Al llegar a destino y visitar la concentración del equipo uruguayo comprobaron que periodistas y dirigentes enarbolaban el mismo pesimismo casi burlón del resto de los compatriotas. Había, eso sí, un grupo de once inconscientes que, conforme se acercaba la final con Brasil, estaba fanáticamente convencido de que lo imposible era posible y que iban a ser campeones del mundo.
Con devoción futbolera, la italiana hincha de Nacional y el odontólogo manya a muerte charlaron con los jugadores, sacaron fotos y fueron armando un álbum que sus hijos hasta hoy guardan como un tesoro, donde se ven imágenes que nadie fuera del círculo familiar ha visto jamás. En una de ellas aparecen el Pepe Schiaffino y el Ñato Ghiggia, autores luego de los goles en la final, leyendo un diario brasileño.
He hojeado ese álbum desde que tengo memoria, porque soy hijo de la italiana y el dentista, y me crié en un hogar donde aquella hazaña imperecedera e inaudita ha sido, como es obvio, pan de cada día. El album incluye también un tesoro que ni en el Museo del Fútbol de la tribuna Olímpica se exhibe: una entrada de la final del 16 de julio, autografiada por Ruben Morán, un modesto jugador de Cerro que, por esos avatares del destino y las lesiones, resultó puntero izquierdo titular ese día. Era conocido de mi padre por ser paciente odontológico suyo.
Mis padres estuvieron en el estadio de Pacaembú viendo el trabajoso 2 a 2 de Uruguay frente a España.
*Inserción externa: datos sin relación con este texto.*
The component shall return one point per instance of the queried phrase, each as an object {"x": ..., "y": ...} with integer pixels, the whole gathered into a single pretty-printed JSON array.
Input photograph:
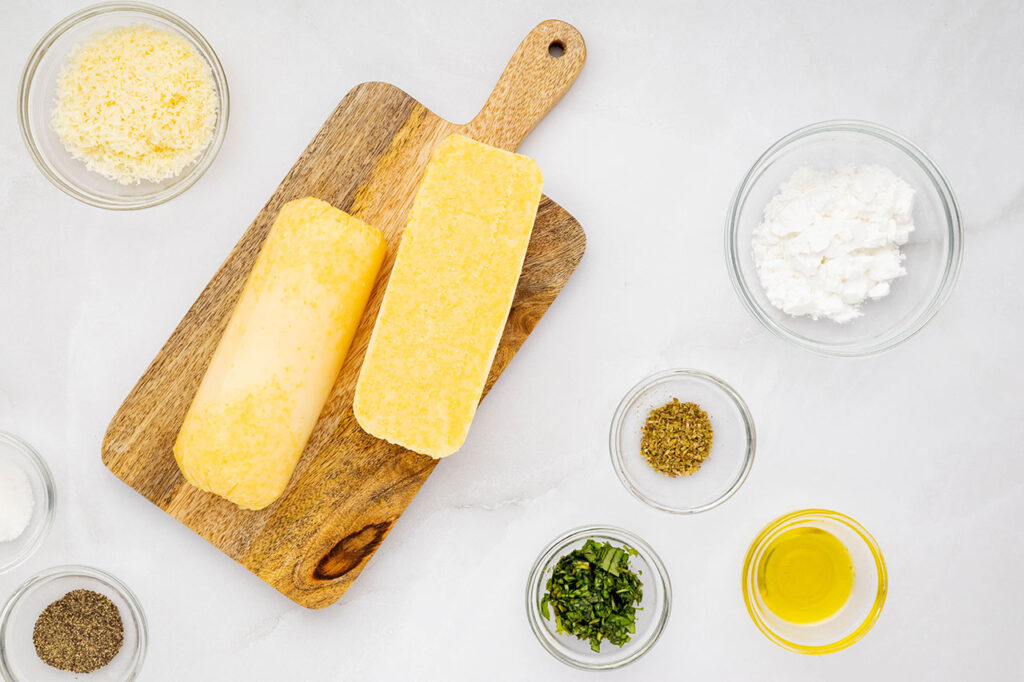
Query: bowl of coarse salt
[
  {"x": 27, "y": 501},
  {"x": 844, "y": 238}
]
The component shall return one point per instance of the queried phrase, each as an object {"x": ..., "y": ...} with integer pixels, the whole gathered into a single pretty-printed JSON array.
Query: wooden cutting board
[{"x": 349, "y": 487}]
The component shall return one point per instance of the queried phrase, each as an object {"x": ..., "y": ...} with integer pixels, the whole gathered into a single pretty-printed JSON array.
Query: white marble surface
[{"x": 922, "y": 444}]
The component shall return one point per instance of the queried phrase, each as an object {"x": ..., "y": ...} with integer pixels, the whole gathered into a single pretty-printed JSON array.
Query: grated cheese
[{"x": 135, "y": 103}]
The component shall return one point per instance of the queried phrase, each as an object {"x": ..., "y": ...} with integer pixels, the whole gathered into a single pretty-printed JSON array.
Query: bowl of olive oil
[{"x": 814, "y": 581}]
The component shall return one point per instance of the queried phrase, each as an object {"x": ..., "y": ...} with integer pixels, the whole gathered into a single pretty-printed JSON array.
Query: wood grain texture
[{"x": 348, "y": 488}]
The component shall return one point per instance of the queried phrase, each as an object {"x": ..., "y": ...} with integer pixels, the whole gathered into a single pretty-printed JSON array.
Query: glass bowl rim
[
  {"x": 49, "y": 500},
  {"x": 535, "y": 587},
  {"x": 616, "y": 427},
  {"x": 796, "y": 519},
  {"x": 77, "y": 570},
  {"x": 178, "y": 184},
  {"x": 954, "y": 226}
]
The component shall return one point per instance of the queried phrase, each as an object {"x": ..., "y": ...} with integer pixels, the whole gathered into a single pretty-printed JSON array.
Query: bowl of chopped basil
[{"x": 598, "y": 598}]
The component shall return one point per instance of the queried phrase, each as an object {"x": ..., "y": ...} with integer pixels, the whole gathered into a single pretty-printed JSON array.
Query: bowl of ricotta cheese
[{"x": 844, "y": 238}]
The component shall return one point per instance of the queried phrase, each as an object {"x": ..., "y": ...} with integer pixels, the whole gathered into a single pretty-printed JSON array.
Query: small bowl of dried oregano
[{"x": 682, "y": 441}]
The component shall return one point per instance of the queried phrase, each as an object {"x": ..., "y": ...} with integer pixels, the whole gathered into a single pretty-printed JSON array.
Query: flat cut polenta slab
[
  {"x": 280, "y": 354},
  {"x": 449, "y": 296}
]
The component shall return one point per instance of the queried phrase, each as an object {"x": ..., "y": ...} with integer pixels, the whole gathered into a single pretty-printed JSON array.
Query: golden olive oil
[{"x": 805, "y": 576}]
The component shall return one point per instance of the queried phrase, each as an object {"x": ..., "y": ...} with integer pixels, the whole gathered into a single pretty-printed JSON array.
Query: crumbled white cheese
[
  {"x": 135, "y": 103},
  {"x": 16, "y": 501},
  {"x": 830, "y": 240}
]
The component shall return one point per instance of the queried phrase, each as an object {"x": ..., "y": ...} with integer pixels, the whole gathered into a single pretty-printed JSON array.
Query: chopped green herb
[{"x": 594, "y": 594}]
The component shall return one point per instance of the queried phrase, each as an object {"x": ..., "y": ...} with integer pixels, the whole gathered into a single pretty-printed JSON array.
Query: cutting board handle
[{"x": 543, "y": 69}]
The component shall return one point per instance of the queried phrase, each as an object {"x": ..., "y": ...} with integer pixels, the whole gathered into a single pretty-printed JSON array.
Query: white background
[{"x": 922, "y": 444}]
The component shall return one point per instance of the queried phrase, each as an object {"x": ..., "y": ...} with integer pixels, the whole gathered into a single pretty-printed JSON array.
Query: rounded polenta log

Y se asombraron, pocos días después, en Maracaná, presenciando una lección de fútbol, cuando Brasil le propinó a la misma España que tanto nos había costado un humillante 6 a 1.
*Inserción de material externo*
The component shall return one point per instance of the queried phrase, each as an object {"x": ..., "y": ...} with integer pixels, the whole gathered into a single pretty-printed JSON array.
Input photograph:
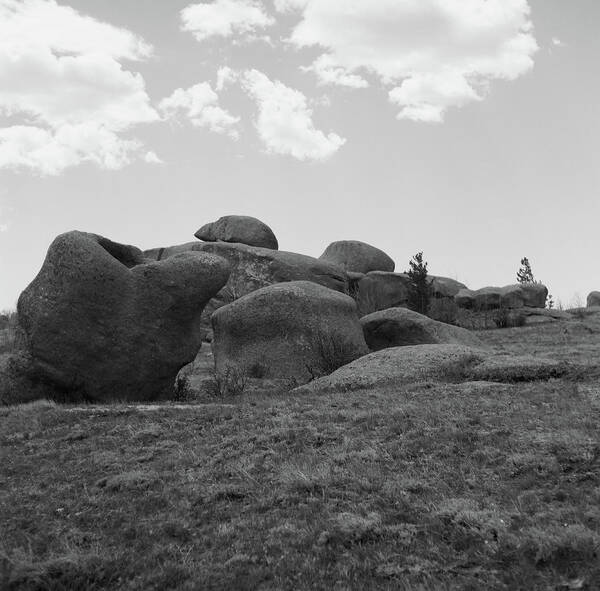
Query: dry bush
[{"x": 443, "y": 310}]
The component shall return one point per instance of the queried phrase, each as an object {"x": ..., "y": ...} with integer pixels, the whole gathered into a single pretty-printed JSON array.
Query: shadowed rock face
[
  {"x": 401, "y": 327},
  {"x": 380, "y": 290},
  {"x": 241, "y": 229},
  {"x": 101, "y": 322},
  {"x": 593, "y": 299},
  {"x": 357, "y": 257},
  {"x": 288, "y": 330},
  {"x": 511, "y": 296},
  {"x": 253, "y": 268}
]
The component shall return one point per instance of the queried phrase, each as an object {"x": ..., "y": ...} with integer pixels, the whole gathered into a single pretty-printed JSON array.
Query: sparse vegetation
[
  {"x": 419, "y": 291},
  {"x": 444, "y": 310},
  {"x": 448, "y": 483}
]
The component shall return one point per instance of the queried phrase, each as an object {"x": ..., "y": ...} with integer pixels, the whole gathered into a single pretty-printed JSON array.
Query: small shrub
[
  {"x": 258, "y": 370},
  {"x": 504, "y": 318},
  {"x": 183, "y": 391},
  {"x": 443, "y": 310},
  {"x": 231, "y": 381},
  {"x": 333, "y": 353}
]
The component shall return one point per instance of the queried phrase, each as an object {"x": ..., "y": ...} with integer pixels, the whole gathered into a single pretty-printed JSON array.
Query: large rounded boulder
[
  {"x": 253, "y": 268},
  {"x": 239, "y": 228},
  {"x": 102, "y": 323},
  {"x": 398, "y": 327},
  {"x": 296, "y": 330},
  {"x": 357, "y": 257}
]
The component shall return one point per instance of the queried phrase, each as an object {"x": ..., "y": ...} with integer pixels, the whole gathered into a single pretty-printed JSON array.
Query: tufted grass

Mi vieja, atemorizada, se negó a ir a la final. El viejo, por el contrario, no podía faltar y allí estuvo, rodeado de brasileños, ya que la Confederación Brasileña de Fútbol, CBF, para evitar que Uruguay tuviese hinchada orgánica y bullanguera mandó sentar a los nuestros uno lejos de otro. Presenció la euforia inicial de la imponente multitud cuando Brasil se puso uno a cero, afirmando durante todo el resto de su vida que el gol norteño había sido un descarado off-side.
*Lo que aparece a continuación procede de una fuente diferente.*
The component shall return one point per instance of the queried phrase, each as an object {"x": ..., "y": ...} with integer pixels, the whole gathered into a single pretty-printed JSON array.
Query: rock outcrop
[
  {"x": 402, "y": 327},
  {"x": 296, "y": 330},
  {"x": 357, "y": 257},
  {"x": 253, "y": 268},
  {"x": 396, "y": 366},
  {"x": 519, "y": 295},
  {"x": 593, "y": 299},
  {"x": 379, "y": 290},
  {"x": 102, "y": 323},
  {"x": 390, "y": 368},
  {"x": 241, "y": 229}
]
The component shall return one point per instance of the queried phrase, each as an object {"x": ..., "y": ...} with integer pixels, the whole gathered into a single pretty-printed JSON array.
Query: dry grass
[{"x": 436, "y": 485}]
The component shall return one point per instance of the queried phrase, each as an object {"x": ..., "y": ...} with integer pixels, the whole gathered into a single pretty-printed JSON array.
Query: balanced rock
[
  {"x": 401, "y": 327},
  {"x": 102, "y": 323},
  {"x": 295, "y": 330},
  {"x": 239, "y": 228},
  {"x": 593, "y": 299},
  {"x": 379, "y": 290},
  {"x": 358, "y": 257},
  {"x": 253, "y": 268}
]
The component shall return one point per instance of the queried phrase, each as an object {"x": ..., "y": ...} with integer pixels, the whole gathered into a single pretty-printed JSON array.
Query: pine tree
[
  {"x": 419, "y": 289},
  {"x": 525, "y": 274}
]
Y cuando Alcides Ghiggia puso heroicamente el 2 a 1 a nuestro favor se puso de pie como accionado por un resorte, en medio de una tribuna silenciosa, hasta que un segundo después un arranque de lucidez e instinto de conservación le hizo volver a tomar asiento, sin proferir palabra o grito alguno y fingiendo contrariedad en su rostro. Ya participaría luego del festejo en el Hotel Paysandú de Río, llamado mágicamente como su ciudad natal.
Ayer se fue el flaco de los pies alados que formó parte de la máquina de Peñarol de 1949 de la que siempre hablaba el viejo, pero que, trascendiendo las camisetas clubistas, vestido de celeste le dio al uruguay la más grande hazaña deportiva en la historia planetaria. Es más: si hubiese fútbol en Plutón, seguramente no habría nunca otro maracanazo.
Mentiría si dijera que sentí ayer el lacerante dolor de la muerte real de mis viejos, ocurrida hace varias décadas. Pero sí fui –y soy– presa de un dolor sordo pero perfectamente perceptible. La muerte de Ghiggia, último héroe de Maracaná, genera el estruendo lúgubre de una pesada losa que cae, cerrando definitivamente el tiempo de mis padres y la era del Uruguay de las vacas gordas y los títulos mundiales. Desde ayer, Montevideo ya no es la misma ciudad que pisaron y donde se conocieron en el barrio Parque Rodó. Y yo, eterno pibe metido incómodamente en el cuerpo de un señor ya madurito, me siento, por primera vez, un hombre mayor.